A Voice in the NELA Wilderness
by Christopher Nyerges
NELA’s landscape has an amazing mix of native and non-native vegetation. Both types have had important roles in our rich horticultural and agricultural history.
For example, native nuts and berries – black walnuts, pine nuts, blackberries, wild strawberries, to name a few – have long histories of use by Native Americans in our area and throughout North America. Generations of rural Americans also grew up collecting native nuts and berries from the forests to supplement their other foods.
Then there are the non-native plants, firmly established in NELA.
When writing my book, Nuts and Berries of California, we debated what to call these non-natives. We thought to call them “FUN” plants, for “Feral Urban Neighborhood,” but that seemed to convey a misleading message, as not all non-natives have been good or desirable.

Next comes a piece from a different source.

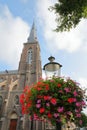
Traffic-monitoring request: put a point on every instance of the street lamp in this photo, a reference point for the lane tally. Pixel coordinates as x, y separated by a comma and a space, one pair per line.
52, 68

We finally landed on calling them “HIP” plants or “Horticulturally Introduced Plants.” This name seemed the best because many HIP plants, especially exotics, like oleanders, were introduced by gurus of horticulture as the new great thing for yards – “hip,” so to speak – with great colors and good for dinner party conversations. Some of the hip/HIP plants were edible and useful, some were not – as in the case of the poisonous oleanders.
Other HIP bushes and trees widely used in yards and street landscaping include ficus trees (figs), loquats, mulberries, pyracantha, olives and ginkgo. As new hip/HIPs came into fashion, the old ones were forgotten – but not gone, because even after they were no longer tended, they often expanded their habitat into wild areas.
I have observed HIPs that have survived for decades in wilderness areas with no human intervention. HIPS are survivors. The edible ones – such as figs, loquat and mulberry – provide food with very little work and care and are probably already growing in or near your neighborhood, just waiting for you to discover and appreciate them.
My book, Nuts and Berries of California, describes them all – the natives, the HIP plants that are still hip and the ones that aren’t so hip anymore, but are still great plants. Every plant has a story, and I tell them in the book along with recipes.